Greetings! How very good to see you here. If you're wondering where 'here' is, this is the great terra incognita between getting agent (hurrah!), and getting publisher (fingers crossed). But you are most welcome, whatever your relationship is to books, or words, or writing. I hope you enjoy - and please tell me if you do. POSHTOTTY

Tuesday, 29 March 2011



Sent: Day 8 19:11:26
Subject: Compliance Testing - URGENT

Dear Lou

I've just been made aware of events today during compliance testing, and the situation we face as a result.

Under your supervision a substance SPECIFICALLY CONTRA-INDICATED FOR CONSUMPTION has been ingested and a large and dangerous predator has been, and apparently still is, roaming abroad in what was a controlled habitat, whose recent inhabitants are now nowhere to be found. They may be poisoned. They may be dead. Need I say more?

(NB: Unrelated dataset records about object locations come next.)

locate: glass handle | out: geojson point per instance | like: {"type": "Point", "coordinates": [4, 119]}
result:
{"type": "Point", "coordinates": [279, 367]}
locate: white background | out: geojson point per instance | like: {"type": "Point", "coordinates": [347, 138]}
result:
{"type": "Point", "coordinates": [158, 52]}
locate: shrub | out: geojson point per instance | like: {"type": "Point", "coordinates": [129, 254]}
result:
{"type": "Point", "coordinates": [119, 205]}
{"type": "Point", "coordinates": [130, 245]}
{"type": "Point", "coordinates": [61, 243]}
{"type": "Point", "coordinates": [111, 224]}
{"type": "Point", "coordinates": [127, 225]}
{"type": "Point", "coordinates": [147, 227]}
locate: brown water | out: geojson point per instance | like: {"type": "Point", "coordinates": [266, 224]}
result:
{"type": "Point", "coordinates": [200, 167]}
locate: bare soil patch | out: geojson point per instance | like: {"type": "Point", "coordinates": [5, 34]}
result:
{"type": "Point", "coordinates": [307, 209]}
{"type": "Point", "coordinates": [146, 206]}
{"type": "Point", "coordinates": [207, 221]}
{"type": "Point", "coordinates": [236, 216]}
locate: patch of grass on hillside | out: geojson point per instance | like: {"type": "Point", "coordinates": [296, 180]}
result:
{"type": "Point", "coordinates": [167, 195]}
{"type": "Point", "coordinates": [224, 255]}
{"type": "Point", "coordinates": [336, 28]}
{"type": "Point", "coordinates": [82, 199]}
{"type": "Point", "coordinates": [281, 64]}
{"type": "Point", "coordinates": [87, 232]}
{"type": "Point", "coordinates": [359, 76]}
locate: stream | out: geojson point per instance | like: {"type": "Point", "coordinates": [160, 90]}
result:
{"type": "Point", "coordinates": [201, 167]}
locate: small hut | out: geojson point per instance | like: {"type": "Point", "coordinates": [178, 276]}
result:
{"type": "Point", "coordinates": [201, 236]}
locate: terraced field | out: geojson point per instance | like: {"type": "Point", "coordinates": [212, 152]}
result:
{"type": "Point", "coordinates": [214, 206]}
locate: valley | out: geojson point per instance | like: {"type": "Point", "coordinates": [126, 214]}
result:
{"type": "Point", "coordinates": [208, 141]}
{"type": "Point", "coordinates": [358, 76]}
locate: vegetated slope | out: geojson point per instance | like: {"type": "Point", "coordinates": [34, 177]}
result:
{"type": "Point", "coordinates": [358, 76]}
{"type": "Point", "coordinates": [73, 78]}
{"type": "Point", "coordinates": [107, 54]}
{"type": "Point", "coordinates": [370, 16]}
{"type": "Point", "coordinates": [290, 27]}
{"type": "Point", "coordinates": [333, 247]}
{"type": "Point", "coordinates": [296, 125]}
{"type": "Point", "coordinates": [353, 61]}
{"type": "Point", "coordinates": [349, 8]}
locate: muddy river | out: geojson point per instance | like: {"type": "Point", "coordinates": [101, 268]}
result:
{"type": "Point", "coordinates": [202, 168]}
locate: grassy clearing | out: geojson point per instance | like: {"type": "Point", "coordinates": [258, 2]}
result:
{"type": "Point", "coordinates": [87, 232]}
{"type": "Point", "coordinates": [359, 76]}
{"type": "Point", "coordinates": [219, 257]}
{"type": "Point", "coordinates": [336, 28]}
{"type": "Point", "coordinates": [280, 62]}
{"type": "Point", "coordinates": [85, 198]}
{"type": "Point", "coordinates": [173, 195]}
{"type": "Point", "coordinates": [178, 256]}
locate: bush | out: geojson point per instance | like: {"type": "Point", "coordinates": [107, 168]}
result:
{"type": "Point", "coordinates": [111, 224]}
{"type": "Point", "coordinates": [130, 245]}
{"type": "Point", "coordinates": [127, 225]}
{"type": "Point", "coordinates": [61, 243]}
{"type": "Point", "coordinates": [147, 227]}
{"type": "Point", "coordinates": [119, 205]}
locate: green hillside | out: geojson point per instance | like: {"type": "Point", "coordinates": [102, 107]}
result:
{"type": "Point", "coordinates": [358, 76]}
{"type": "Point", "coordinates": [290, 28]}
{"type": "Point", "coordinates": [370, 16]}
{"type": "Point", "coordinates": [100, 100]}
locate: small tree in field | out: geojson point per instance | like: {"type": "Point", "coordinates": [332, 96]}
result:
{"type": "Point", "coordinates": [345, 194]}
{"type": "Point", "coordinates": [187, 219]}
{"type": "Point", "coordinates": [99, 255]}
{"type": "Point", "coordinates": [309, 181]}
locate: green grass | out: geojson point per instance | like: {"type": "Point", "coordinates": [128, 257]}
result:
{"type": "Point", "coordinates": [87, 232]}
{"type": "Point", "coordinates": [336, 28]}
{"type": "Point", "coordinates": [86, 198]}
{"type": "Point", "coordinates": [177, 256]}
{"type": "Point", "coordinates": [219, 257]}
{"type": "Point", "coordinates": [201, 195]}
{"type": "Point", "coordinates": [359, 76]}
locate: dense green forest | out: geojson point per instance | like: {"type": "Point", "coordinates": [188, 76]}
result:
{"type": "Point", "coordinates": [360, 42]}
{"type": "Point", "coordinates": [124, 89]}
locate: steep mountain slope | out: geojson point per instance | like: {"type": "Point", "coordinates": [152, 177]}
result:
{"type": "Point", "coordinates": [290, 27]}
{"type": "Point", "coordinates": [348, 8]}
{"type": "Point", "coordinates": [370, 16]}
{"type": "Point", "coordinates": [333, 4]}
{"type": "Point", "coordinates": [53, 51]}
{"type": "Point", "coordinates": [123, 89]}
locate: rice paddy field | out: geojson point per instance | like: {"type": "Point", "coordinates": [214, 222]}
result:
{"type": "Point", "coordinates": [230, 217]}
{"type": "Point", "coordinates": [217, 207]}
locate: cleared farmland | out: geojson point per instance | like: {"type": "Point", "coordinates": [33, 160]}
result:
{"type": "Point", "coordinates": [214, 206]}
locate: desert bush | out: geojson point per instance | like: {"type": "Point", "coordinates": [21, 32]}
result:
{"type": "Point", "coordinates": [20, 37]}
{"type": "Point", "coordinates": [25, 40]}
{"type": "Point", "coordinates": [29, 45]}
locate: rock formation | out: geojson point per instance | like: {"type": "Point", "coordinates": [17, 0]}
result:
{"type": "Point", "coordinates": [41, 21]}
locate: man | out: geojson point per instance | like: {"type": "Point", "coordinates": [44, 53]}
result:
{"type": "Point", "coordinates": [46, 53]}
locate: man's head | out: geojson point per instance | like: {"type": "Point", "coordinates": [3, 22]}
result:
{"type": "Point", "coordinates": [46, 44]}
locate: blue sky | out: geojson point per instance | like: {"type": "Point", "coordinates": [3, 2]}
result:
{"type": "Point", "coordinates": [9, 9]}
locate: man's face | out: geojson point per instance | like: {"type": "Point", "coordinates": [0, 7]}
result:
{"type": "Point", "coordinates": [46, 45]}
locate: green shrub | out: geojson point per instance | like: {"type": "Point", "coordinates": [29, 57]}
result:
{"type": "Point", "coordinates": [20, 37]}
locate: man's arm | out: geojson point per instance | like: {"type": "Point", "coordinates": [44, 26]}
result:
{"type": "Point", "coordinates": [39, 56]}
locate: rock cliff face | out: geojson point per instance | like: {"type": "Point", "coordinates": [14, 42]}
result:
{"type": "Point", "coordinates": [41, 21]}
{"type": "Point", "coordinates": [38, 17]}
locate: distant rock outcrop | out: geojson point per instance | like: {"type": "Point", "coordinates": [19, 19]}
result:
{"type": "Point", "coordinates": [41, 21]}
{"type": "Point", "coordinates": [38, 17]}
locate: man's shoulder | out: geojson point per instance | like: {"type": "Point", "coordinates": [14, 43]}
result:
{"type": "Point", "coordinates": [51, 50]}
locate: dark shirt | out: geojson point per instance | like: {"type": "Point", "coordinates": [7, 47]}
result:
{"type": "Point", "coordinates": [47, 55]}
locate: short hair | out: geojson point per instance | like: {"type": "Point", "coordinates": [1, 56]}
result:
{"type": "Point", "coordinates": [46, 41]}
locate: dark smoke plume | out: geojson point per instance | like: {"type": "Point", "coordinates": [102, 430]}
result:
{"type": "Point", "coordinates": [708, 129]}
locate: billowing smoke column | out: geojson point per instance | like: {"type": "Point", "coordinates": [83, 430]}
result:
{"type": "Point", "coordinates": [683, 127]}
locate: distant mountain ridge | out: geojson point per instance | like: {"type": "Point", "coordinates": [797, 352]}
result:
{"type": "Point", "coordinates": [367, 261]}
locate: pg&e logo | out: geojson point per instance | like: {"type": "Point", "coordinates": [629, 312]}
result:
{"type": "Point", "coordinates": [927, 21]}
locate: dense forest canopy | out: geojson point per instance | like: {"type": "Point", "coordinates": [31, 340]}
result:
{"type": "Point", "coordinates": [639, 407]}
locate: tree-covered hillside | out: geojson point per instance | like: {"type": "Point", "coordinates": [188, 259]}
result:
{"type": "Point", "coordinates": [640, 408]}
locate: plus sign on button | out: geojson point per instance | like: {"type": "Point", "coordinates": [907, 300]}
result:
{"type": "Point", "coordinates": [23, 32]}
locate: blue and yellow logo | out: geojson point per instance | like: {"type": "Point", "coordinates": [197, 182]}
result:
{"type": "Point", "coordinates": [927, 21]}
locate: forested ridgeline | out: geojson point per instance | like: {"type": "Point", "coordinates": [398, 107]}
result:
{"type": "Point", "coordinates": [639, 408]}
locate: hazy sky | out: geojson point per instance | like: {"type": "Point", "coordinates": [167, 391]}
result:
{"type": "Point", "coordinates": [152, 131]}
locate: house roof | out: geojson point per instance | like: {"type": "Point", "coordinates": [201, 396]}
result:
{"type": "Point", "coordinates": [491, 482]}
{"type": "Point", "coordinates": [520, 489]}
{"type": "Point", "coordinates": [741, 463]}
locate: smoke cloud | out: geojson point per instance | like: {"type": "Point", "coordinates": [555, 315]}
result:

This is the most unbelievable mess. I need to know what you are doing to remedy it.


Sent: Day 8 20:23:08
Subject: RE: Compliance Testing

Gabe -

Sorry for delay; bit busy out here. We do indeed have a situation! :-) But I'm sure you remember, the purpose of today's events (all of which were cleared at our last meeting), was simply to TEST individual compliance to environmental guidelines. The guidelines were yours, and were tested as agreed.

I can only agree with your summing-up of the state of affairs on your property, but these events took place under my observation, not my supervision. I don't have authority here, I'm simply the sublicensed provider of the services set out in the tender document.

You know how I am with detail!

Thanks and best


Sent: Day 8 21:34:08
Subject: One question

Lou -


Sent: Day 8 21:40:41
Subject: One answer

It's a cold-blooded reptile, the sun has set, so I imagine it is asleep.

Sent: Day 8 21:43:17

Sent: Day 8 21:45:33
Subject: IN THE TREE

Sent: Day 8 22:21:16
Subject: Start again?

Dear Lou

The snake appears to have suffered nothing worse than a bit of bruising, but it's citing its terms of employment and refusing to answer any questions. And I don't have time to argue – with it or with you. I need hardly set out for you the consequences if the garden is not restored to its original state complete with both inhabitants by dawn. Remember the dinosaurs, and the row after that?

We have to find them and we have to find them now. Please help!


PS: I apologise for my tone before. I have been under a great deal of strain and overwork for the last week.
PPS: We also still have to locate the remains of the apple.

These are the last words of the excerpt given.